4.            Le Comité accueille avec satisfaction l'adoption des plusieurs mesures législatives, administratives et institutionnelles facilitant la jouissance des droits économiques, sociaux et culturels par la population, notamment:
a)            L’adoption d'une nouvelle Constitution en 2011;
b)            L’établissement d’un budget sensible à la dimension genre en 2007;
c)            La mise sur pied de plusieurs institutions dont le Conseil Economique, Social et Environnemental, le Conseil National des Droits de l’Homme, l’Institution du Médiateur le Conseil Supérieur de l’Education, de la Formation et de la Recherche scientifique, l’Instance Centrale de Prévention de la Corruption et la Délégation Interministérielle aux Droits de l’Homme.
C.            Principaux sujets de préoccupation et recommandations
            Autodétermination et ressources naturelles
5.            Tout en prenant note de « l’initiative marocaine pour l’autonomie élargie des populations », le Comité réitère sa préoccupation relative à l’absence de solution à ce jour concernant le droit à l’autodétermination du territoire non autonome du Sahara occidental. Le Comité demeure également préoccupé par la situation précaire au retour des réfugiés Sahraouis, déplacés suite au conflit du Sahara occidental, en particulier les femmes et les enfants. Il s'inquiète aussi du fait que l'implication des Sahraouis à l’utilisation et à l’exploitation des ressources n’a pas toujours été respecté (arts. 1 et 25).

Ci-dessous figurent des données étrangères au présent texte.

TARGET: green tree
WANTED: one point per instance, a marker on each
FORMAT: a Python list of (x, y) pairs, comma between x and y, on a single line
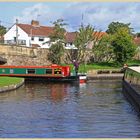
[(103, 50), (2, 30), (57, 39), (123, 45), (83, 37), (114, 26)]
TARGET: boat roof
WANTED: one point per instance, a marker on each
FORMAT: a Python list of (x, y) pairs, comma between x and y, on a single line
[(50, 66), (135, 68)]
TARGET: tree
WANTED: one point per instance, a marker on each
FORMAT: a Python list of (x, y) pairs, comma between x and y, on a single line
[(123, 45), (83, 37), (103, 50), (114, 26), (57, 39), (2, 30)]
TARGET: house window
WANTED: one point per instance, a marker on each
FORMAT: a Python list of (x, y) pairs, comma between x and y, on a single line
[(48, 71), (32, 38), (41, 39), (30, 71)]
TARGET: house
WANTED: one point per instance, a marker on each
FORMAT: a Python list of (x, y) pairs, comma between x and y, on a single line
[(35, 35), (70, 38), (30, 35)]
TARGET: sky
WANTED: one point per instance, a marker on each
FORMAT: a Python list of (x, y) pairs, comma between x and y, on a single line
[(97, 14)]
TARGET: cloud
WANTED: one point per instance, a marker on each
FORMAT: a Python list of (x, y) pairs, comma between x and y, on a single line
[(98, 14), (40, 12)]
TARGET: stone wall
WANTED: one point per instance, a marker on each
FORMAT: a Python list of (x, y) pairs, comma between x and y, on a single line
[(17, 55)]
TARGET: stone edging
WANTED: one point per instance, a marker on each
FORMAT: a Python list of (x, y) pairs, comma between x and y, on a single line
[(11, 87)]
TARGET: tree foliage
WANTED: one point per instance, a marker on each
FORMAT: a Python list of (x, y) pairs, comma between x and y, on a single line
[(114, 26), (103, 50), (123, 45), (57, 39), (83, 37)]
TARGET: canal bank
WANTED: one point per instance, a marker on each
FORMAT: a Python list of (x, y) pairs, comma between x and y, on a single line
[(10, 83), (131, 86), (104, 75)]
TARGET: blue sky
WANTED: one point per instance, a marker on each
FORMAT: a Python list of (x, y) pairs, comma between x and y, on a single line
[(98, 14)]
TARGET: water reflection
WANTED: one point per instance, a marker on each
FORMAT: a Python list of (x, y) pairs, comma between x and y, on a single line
[(45, 110)]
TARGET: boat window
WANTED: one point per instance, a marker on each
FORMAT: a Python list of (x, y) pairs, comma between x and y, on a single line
[(30, 71), (57, 71), (48, 71), (11, 71)]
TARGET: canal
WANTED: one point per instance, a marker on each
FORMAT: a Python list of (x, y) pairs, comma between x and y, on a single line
[(97, 109)]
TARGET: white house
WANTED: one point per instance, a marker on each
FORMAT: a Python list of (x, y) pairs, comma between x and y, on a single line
[(35, 35), (30, 35)]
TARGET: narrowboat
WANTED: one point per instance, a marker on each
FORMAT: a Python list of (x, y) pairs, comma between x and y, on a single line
[(131, 86), (50, 73)]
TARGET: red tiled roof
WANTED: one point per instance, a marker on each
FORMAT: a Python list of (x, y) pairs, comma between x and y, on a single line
[(36, 30), (35, 45), (137, 41), (99, 34), (70, 36)]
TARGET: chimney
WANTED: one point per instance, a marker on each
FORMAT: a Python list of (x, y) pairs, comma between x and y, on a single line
[(35, 23)]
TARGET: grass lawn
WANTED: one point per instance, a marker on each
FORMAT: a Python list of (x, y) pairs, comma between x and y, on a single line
[(5, 81), (104, 66)]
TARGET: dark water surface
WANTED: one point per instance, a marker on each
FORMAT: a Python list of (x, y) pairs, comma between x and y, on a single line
[(45, 110)]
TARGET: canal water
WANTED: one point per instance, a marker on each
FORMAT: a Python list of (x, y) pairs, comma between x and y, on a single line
[(97, 109)]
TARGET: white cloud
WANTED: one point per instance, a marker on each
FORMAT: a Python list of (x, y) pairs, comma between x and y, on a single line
[(40, 12), (99, 15)]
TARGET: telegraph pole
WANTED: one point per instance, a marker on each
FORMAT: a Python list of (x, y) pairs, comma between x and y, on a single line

6.            Le Comité recommande à l’État partie :
a)            De redoubler d’efforts, sous l'égide des Nations Unies, pour trouver une solution à la question du droit à l’autodétermination du Sahara occidental comme prescrit à l´article 1 du Pacte qui reconnait le droit des peuples à déterminer librement leur statut politique et à assurer librement leur développement économique, social et culturel. Le Comité rappelle que les États parties au Pacte dans les territoires non autonomes sont tenus de faciliter la réalisation du droit des peuples à disposer d’eux-mêmes, et de respecter ce droit, conformément aux dispositions de la Charte des Nations Unies;
b)            De prendre des mesures pour respecter les droits des réfugiés Sahraouis à leur retour.  Il lui recommande également de garantir le respect du principe de consentement préalable, libre et en connaissance de cause des Sahraouis afin qu´ils puissent exercer leur droit  à profiter et à user pleinement et librement de leurs richesses et ressources naturelles, conformément à l´article 25 du Pacte.
            Mur de sable (Berm)
7.            Tout en notant le souci sécuritaire évoqué par l’État partie, le Comité est profondément préoccupé que le mur de sable,  fortifié des mines antipersonnel, construit par l’État partie entre la partie du territoire du Sahara occidental contrôlé par le Maroc et le reste du territoire, empêche les Sahraouis de jouir pleinement de leurs droits consacrés dans le Pacte.
8.            Le Comité recommande à l’État partie de prendre les mesures adéquates pour permettre aux Sahraouis d’accéder à leurs terres et ressources naturelles et de se réunir avec leurs familles. Il lui recommande d’accélérer son programme de déminage du mur de sable. Le Comité demande à l’État partie de fournir des informations détaillées sur la jouissance par les Sahraouis de tous les droits consacrés par le Pacte dans son prochain rapport périodique.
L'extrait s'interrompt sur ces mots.